Category: News Release

In a television first, Channel 4 has been granted access by a rural African tribe to capture their life as never seen before by using the ‘fixed rig’ camera technology behind the critically-acclaimed series ‘Educating’ and 24 Hours in A&E.

This brand new 4 x 60 observational documentary series will explore their day-to-day family life: the intricacies of their relationships, their social bonds and attitudes towards parenting and the community and the modernisation that is slowly being introduced into daily life with the arrival of new technologies and first world consumer products.

Head of Documentaries Nick Mirsky has ordered the series from Renegade Pictures with filming starting in Ethiopia in September for several weeks and tx planned for early 2015.

Mirsky says: “We feel incredibly privileged to have been invited into this community and allowed access in this unprecedented way. The series will focus on their domestic lives and their relationships with one another, telling the universal stories of weddings and marriages, friendships and love and the highs and lows of bringing up children in a raw and authentic way. It is early days but from what we have seen so far we already expect that viewers will find more in common with the lives of these tribal people than separates them.”

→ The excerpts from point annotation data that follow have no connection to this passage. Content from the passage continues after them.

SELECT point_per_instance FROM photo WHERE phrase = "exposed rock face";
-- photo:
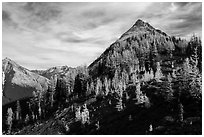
(19, 82)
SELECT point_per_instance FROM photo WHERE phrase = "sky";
(43, 35)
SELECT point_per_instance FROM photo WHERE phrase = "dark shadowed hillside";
(139, 48)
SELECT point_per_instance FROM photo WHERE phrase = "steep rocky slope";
(19, 82)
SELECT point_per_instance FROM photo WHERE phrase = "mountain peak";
(10, 61)
(141, 23)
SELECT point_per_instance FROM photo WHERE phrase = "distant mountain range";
(132, 48)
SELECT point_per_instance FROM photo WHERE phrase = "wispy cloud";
(42, 35)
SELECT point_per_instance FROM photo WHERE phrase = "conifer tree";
(9, 119)
(18, 110)
(98, 87)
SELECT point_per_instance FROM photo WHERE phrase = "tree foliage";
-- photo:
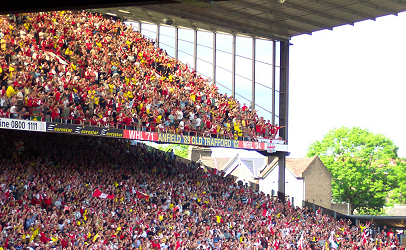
(360, 163)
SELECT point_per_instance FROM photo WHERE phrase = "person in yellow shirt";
(10, 91)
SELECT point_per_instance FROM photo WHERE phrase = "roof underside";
(268, 19)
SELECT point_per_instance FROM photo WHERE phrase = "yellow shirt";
(10, 91)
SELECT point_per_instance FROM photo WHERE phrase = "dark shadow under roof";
(268, 19)
(398, 222)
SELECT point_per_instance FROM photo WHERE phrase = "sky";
(350, 76)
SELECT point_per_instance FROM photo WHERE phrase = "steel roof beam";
(267, 10)
(403, 3)
(263, 20)
(220, 23)
(376, 7)
(343, 9)
(320, 14)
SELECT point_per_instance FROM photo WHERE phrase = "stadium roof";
(270, 19)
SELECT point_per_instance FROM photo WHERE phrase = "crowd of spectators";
(111, 76)
(60, 191)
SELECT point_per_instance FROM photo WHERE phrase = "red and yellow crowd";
(60, 191)
(83, 68)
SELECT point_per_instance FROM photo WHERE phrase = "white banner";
(26, 125)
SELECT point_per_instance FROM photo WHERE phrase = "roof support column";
(176, 43)
(281, 178)
(195, 50)
(157, 34)
(284, 91)
(214, 57)
(273, 80)
(253, 73)
(233, 67)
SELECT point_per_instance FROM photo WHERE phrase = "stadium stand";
(76, 192)
(79, 67)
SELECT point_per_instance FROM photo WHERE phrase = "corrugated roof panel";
(268, 18)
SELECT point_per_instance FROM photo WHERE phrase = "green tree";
(359, 162)
(397, 180)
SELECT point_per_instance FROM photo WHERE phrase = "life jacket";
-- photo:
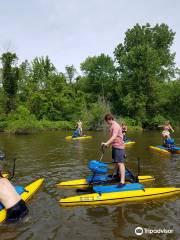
(76, 134)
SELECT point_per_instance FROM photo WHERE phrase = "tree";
(100, 77)
(143, 61)
(70, 73)
(10, 76)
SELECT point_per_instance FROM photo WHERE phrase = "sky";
(69, 31)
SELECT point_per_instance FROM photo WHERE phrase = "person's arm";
(171, 128)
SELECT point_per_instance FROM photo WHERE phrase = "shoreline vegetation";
(139, 85)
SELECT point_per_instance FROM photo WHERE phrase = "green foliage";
(94, 117)
(10, 76)
(140, 84)
(144, 60)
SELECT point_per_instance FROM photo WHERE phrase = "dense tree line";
(139, 84)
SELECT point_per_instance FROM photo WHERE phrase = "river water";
(49, 155)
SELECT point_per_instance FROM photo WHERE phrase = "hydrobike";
(112, 194)
(78, 138)
(101, 176)
(25, 192)
(162, 149)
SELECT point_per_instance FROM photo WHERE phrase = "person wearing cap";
(11, 200)
(118, 147)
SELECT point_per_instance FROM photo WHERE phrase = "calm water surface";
(50, 156)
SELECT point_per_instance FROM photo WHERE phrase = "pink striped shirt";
(116, 129)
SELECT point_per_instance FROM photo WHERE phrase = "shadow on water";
(49, 155)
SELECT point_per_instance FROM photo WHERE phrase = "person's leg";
(122, 172)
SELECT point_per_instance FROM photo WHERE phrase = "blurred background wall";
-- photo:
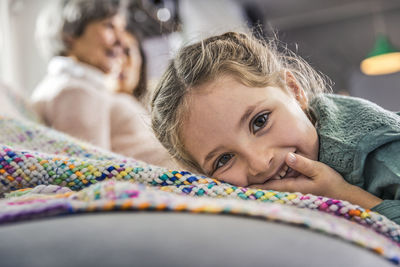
(334, 36)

Rig cameras will capture life around the village covering the huts of the main family members as well as some communal areas. Camera crews will also follow life beyond the confines of the village including trips to the local town where electricity is available and visits to a neighbouring village as one family prepares for a wedding between their son and a local girl.

Renegade’s Director of Programmes Harry Lansdown is the executive producer and Paddy Wivell (Bedlam, Wonderland, Cutting Edge) is the series director. The series is being overseen by Channel 4 Documentaries Commissioning Editor David Brindley.

Lansdown says: “This is a potentially thrilling re-location of the rig to a remote place, where we hope to capture the everyday family life of a tribe in a way that has never been seen before. The family at the centre of this series are warm and open, and I’m confident the channel 4 viewers will enjoy being immersed in their world.”